Incorrect handling of UTF-8 encoding during preprocessing
Example:
cppreference-doc-20250209\reference\en.cppreference.com\w\cpp\header\bit.html:4 which is the page title
- the raw dump has it correctly:
<title>Standard library header <bit> (C++20) - cppreference.com</title>it's just UTF-8 encoded - the html in the zip (also in the .tar.xz) has it twice encoded:
html-book-20250209.zip\reference\en\cpp\header\bit.html
<title>Standard library header <bit>Â (C++20) - cppreference.com</title>adding \u00C2 kruft
I'd be happy to look into it.
Yep, looks like a bug. I'm assuming we need to explicitly set the source encoding somewhere during preprocessing.

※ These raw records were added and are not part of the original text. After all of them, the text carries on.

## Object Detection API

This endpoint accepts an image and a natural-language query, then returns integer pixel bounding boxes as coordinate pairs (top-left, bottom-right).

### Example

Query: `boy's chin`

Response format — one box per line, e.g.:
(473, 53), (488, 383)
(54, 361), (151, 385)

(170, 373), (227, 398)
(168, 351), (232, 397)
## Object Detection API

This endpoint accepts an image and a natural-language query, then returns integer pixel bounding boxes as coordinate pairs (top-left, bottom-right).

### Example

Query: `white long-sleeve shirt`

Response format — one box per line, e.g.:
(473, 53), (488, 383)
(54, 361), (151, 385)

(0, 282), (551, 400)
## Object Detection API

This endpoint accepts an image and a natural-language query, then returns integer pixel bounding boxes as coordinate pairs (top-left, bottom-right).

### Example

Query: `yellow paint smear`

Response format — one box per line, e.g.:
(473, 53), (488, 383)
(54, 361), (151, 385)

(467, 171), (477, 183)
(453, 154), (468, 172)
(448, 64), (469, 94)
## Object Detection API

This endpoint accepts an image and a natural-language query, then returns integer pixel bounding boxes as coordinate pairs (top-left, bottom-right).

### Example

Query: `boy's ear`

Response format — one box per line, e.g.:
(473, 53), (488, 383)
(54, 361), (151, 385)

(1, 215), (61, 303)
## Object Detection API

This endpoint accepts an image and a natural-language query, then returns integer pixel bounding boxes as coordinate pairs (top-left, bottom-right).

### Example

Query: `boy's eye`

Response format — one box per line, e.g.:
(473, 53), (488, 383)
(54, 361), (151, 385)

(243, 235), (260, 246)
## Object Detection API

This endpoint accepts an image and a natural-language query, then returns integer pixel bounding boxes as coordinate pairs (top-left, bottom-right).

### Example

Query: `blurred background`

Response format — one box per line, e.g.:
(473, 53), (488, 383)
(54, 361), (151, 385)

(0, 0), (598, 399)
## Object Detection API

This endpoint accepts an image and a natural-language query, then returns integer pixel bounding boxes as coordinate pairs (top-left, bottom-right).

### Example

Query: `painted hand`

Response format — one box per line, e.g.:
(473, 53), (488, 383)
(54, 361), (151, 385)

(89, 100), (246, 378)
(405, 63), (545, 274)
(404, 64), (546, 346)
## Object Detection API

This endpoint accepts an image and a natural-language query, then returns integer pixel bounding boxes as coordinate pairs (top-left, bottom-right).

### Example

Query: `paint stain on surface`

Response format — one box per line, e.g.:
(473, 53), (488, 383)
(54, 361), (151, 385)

https://github.com/PeterFeicht/cppreference-doc/blob/be3ce3c82f280fc5bfc09d29ceffc2a236bd90e6/commands/preprocess.py#L389
HTMLParser(encoding='utf-8')
I'll post a PR shortly.
I got sucked into a slightly bigger change using BeautifulSoup which makes things simpler and more robust. Strangely MediaWiki renders wonky HTML mixing up end tags order e.g. <div><ul><li></li></div></ul>. But that should be a different PR and a whole new conversation.